Sponsors of IGIV products may be able to run pivotal clinical trials using various types of designs, CBER says in a new guidance, which finalizes a draft released in November 2005.
IGIV products are used as replacement therapy for primary humoral immunodeficiency. They are prepared from large pools of plasma collected from numerous individual healthy donors, so they contain antibodies against many infectious agents.
At an FDA Blood Products Advisory Committee meeting in 1999, the agency suggested a pivotal trial design using a prospective, randomized, double-blind, parallel, positive-control, noninferiority study in 80 subjects with a documented history of primary humoral immunodeficiency in which the safety and efficacy of the test product would be compared with that of a U.S.-licensed IGIV product. Sponsors were advised to evaluate efficacy by comparing the serious infection rate in each group over a year’s time.

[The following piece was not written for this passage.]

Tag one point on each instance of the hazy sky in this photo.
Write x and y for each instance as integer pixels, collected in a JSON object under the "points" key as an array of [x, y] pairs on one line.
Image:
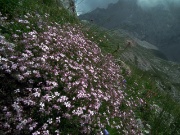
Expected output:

Since then, CBER has determined that other approaches may work. For example, it suggested alternative clinical trial design proposals involving testing in fewer subjects in an open-label, single-arm trial compared with a statistically modeled historical control might be sufficient to provide evidence of safety and efficacy.
The guidance can be accessed at www.fda.gov/cber/gdlns/igivimmuno.htm.